A concentrated growth-focused portfolio with significant tech exposure and low geographic diversification

Report created on Dec 23, 2024

Risk profile Info

5/7
Growth
Less risk More risk

Diversification profile Info

2/5
Low Diversity
Less diversification More diversification

Positions

The portfolio consists of two ETFs, each making up 50% of the total allocation. This structure indicates a high concentration in U.S. equities, specifically within major indices. Compared to a diversified benchmark, this portfolio lacks variety, which might expose it to higher volatility. A more balanced portfolio typically includes a mix of asset classes like bonds and international equities to mitigate risks. Consider diversifying by adding different asset types to reduce potential volatility and enhance stability.

Growth Info

Historically, the portfolio has delivered a strong Compound Annual Growth Rate (CAGR) of 16.52%, albeit with a significant maximum drawdown of -30.8%. This performance highlights the portfolio's potential for high returns, but also its susceptibility to market downturns. The high drawdown suggests a level of risk that might not suit all investors. To better manage risk, consider strategies like diversifying across more sectors or incorporating defensive assets that can provide stability during volatile markets.

Projection Info

The Monte Carlo simulation forecasts potential outcomes by analyzing historical data, projecting an annualized return of 17.75%. While 998 out of 1,000 simulations showed positive returns, this method has limitations, as it assumes past trends will continue. The 5th percentile projection suggests that even in less favorable scenarios, the portfolio could still yield positive returns. However, diversifying into other asset classes could further enhance the likelihood of achieving desired outcomes across various market conditions.

Asset classes Info

  • Stocks
    100%

With 99.88% allocated to stocks, the portfolio is heavily skewed towards equities, limiting diversification benefits. A typical balanced portfolio includes bonds, which can provide stability and income, especially during market downturns. The current allocation suggests a high risk-reward profile, which may not align with more conservative investment goals. Consider introducing fixed-income assets or alternative investments to balance risk and potentially improve long-term returns.

Sectors Info

  • Technology
    42%
  • Telecommunications
    13%
  • Consumer Discretionary
    13%
  • Health Care
    8%
  • Financials
    7%
  • Consumer Staples
    6%
  • Industrials
    5%
  • Energy
    2%
  • Utilities
    2%
  • Basic Materials
    2%
  • Real Estate
    1%

The portfolio is heavily concentrated in the technology sector, which comprises 42.04% of the total allocation. This concentration can lead to increased volatility, particularly during periods of tech market instability. While tech has been a strong performer, diversifying into other sectors like healthcare or energy could reduce risk and provide more balanced exposure. Aligning sector weights with broader market indices may enhance diversification and mitigate sector-specific risks.

Regions Info

  • North America
    99%
  • Europe Developed
    1%

Geographic exposure is predominantly in North America, accounting for 98.59% of the portfolio. This lack of international diversification may increase vulnerability to regional economic downturns. A more geographically balanced portfolio typically includes significant allocations to Europe, Asia, and emerging markets. Expanding geographic exposure can help capture growth opportunities in diverse markets and reduce dependence on the U.S. economy.

Risk vs. return

This chart shows the Efficient Frontier, calculated using your current assets with different allocation combinations. It highlights the best balance between risk and return based on historical data. "Efficient" portfolios maximize returns for a given risk or minimize risk for a given return. Portfolios below the curve are less efficient. This is informational and not a recommendation to buy or sell any assets.

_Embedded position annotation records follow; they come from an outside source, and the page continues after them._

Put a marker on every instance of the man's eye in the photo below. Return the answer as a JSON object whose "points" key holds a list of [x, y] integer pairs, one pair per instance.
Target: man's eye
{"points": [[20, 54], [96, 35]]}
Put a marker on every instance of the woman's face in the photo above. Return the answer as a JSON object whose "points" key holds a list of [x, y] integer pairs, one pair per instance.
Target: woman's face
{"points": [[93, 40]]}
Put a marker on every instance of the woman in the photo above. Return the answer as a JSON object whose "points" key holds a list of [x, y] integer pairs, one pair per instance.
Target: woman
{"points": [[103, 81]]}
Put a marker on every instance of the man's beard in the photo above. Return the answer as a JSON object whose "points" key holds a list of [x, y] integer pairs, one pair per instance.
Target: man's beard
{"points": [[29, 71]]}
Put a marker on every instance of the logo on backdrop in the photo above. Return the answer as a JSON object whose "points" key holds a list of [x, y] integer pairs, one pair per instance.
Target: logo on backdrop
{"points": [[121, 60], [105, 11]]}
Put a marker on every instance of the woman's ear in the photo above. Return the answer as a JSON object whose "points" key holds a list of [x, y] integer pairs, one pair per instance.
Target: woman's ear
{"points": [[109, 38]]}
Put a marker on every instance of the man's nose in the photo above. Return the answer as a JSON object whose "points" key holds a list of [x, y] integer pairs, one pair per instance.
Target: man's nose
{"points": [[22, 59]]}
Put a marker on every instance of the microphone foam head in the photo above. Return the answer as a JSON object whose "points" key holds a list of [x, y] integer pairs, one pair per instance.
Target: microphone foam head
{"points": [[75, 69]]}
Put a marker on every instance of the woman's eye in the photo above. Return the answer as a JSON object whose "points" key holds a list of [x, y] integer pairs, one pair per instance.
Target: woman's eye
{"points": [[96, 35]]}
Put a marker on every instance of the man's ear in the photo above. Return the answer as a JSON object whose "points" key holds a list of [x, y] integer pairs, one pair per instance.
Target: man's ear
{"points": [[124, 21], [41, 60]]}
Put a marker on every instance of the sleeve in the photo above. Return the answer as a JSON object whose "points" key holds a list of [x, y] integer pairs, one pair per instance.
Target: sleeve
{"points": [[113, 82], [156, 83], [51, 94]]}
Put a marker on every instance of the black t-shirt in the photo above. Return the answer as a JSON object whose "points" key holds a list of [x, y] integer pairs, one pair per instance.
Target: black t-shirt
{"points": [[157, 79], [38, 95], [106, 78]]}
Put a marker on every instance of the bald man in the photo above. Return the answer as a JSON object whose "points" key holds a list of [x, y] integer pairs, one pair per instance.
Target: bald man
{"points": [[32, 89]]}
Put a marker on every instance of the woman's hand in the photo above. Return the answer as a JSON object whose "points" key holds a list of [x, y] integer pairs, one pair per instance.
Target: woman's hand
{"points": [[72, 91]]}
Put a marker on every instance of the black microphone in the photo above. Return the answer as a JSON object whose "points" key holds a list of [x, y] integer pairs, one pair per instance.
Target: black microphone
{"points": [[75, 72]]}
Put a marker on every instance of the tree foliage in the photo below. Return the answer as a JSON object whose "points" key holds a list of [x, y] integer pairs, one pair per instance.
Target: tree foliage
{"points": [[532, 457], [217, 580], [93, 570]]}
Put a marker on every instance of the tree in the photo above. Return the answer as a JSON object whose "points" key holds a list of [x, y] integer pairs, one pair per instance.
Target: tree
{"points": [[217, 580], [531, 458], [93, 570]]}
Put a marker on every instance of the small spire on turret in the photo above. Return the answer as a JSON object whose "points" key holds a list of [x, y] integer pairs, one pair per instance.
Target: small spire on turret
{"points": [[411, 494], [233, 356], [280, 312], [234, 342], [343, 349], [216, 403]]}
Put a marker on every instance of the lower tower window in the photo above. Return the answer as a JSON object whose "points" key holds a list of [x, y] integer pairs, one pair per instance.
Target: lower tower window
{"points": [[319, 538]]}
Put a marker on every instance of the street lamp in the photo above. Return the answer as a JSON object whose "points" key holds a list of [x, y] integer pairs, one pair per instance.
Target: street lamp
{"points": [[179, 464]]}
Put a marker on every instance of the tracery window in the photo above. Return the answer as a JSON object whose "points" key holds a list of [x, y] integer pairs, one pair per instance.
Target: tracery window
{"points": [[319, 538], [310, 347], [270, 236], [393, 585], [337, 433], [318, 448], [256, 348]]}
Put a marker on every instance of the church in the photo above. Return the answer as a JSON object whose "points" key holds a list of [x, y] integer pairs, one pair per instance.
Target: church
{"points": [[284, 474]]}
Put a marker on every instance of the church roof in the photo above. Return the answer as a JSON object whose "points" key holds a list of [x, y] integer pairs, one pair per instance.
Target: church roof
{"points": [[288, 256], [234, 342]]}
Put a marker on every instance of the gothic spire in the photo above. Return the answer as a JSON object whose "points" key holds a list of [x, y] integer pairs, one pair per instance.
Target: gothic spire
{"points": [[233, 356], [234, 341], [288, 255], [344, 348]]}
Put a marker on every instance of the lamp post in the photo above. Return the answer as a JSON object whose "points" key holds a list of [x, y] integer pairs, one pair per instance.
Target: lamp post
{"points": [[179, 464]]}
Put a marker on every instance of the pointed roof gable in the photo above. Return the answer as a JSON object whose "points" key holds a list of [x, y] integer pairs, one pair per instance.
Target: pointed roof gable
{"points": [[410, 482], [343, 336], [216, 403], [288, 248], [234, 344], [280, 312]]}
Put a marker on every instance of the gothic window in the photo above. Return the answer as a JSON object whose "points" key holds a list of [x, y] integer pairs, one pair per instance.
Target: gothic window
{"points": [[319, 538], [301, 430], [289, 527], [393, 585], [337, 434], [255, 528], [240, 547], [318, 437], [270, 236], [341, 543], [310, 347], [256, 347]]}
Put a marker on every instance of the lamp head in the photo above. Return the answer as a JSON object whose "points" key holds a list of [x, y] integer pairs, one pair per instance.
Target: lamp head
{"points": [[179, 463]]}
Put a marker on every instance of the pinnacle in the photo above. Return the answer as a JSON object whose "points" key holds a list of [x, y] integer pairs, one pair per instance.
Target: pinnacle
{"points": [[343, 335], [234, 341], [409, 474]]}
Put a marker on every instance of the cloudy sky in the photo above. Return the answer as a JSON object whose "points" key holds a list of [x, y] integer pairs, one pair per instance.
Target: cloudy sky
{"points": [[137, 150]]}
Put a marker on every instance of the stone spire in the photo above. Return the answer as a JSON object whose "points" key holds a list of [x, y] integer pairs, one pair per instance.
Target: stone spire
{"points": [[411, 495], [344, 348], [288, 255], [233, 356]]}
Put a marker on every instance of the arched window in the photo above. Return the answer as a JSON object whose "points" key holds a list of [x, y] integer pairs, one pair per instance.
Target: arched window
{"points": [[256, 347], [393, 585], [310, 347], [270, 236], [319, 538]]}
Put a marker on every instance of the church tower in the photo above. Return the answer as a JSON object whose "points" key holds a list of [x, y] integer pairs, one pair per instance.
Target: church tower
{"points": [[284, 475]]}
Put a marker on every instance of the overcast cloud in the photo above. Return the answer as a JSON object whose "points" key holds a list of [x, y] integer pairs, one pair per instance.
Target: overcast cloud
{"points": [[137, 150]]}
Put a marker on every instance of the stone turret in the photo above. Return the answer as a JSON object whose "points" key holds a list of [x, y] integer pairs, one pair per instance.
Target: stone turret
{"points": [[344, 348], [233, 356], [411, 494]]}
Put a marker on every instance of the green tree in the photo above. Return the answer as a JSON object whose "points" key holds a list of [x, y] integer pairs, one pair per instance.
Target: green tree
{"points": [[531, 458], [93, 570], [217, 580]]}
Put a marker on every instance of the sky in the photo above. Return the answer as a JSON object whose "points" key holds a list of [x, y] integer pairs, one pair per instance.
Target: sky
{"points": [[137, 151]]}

Click on the colored dots to explore allocations.

The portfolio could potentially benefit from optimization using the Efficient Frontier, which identifies the best risk-return ratio for a given set of assets. This optimization relies on adjusting the allocation between existing assets to achieve the most efficient balance. While the current portfolio is focused on growth, exploring different allocations might improve the overall risk-return profile. Remember, efficiency doesn't equate to diversification or other investment goals.

Dividends Info

  • Invesco QQQ Trust 0.40%
  • Vanguard S&P 500 ETF 0.90%
  • Weighted yield (per year) 0.65%

The portfolio's dividend yield is relatively modest at 0.65%, reflecting its growth-oriented nature. While dividends provide a steady income stream, growth portfolios typically prioritize capital appreciation over income. Investors seeking higher income may want to consider adding dividend-focused equities or income-generating assets. Balancing growth and income can cater to both capital appreciation and cash flow needs.

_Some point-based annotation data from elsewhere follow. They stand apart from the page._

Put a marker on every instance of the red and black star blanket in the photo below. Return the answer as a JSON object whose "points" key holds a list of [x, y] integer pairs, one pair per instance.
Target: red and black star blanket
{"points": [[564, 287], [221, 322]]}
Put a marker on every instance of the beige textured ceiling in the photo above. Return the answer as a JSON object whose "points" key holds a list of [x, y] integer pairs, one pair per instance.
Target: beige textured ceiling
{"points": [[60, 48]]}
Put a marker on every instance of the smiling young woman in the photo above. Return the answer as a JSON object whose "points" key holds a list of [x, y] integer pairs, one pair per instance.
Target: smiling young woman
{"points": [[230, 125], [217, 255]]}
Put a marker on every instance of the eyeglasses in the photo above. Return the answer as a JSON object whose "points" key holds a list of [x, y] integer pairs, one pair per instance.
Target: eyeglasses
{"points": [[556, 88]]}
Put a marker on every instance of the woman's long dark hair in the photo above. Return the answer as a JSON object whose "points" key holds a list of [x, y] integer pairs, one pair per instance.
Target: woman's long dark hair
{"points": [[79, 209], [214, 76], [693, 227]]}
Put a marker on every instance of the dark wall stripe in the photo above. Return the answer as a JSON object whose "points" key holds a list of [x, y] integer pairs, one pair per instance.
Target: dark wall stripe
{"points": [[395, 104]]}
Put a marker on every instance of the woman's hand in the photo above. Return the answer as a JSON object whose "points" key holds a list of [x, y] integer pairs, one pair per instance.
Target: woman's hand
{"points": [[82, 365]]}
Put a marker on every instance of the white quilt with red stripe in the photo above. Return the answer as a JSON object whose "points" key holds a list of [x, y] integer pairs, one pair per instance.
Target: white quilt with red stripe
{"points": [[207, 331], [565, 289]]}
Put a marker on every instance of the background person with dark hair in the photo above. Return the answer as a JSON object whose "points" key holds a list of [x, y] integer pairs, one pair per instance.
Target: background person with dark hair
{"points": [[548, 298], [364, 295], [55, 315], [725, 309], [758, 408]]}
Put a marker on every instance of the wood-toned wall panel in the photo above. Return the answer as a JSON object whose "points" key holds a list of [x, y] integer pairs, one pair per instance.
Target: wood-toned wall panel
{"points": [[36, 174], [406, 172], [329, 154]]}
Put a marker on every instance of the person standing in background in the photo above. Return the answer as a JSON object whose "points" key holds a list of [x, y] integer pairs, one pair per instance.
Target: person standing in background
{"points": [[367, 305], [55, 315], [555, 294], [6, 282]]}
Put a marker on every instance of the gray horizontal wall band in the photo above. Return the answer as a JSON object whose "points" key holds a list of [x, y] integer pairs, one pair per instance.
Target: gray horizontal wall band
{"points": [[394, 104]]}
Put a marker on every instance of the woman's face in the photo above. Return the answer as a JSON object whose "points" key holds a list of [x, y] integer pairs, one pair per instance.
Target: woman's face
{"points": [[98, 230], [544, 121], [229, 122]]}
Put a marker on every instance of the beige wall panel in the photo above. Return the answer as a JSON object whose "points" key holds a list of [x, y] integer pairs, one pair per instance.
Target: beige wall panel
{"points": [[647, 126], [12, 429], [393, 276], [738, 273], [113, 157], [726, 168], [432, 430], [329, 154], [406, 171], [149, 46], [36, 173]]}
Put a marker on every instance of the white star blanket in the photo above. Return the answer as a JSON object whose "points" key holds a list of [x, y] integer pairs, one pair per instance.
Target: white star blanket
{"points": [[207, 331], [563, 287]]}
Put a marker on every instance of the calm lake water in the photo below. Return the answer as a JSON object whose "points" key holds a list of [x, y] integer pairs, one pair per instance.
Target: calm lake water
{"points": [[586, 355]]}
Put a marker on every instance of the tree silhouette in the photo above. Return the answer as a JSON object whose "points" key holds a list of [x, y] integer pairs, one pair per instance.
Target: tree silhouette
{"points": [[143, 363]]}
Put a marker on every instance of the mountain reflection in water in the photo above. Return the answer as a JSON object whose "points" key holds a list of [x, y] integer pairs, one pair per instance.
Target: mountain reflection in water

Ongoing product costs Info

  • Invesco QQQ Trust 0.20%
  • Vanguard S&P 500 ETF 0.03%
  • Weighted costs total (per year) 0.12%

The portfolio's Total Expense Ratio (TER) is low at 0.12%, which is beneficial for long-term performance. Lower costs mean more of your returns stay in your pocket, compounding over time. This efficiency aligns well with best practices for cost management. Continuously monitoring and comparing costs with similar investment options can ensure that the portfolio remains cost-effective.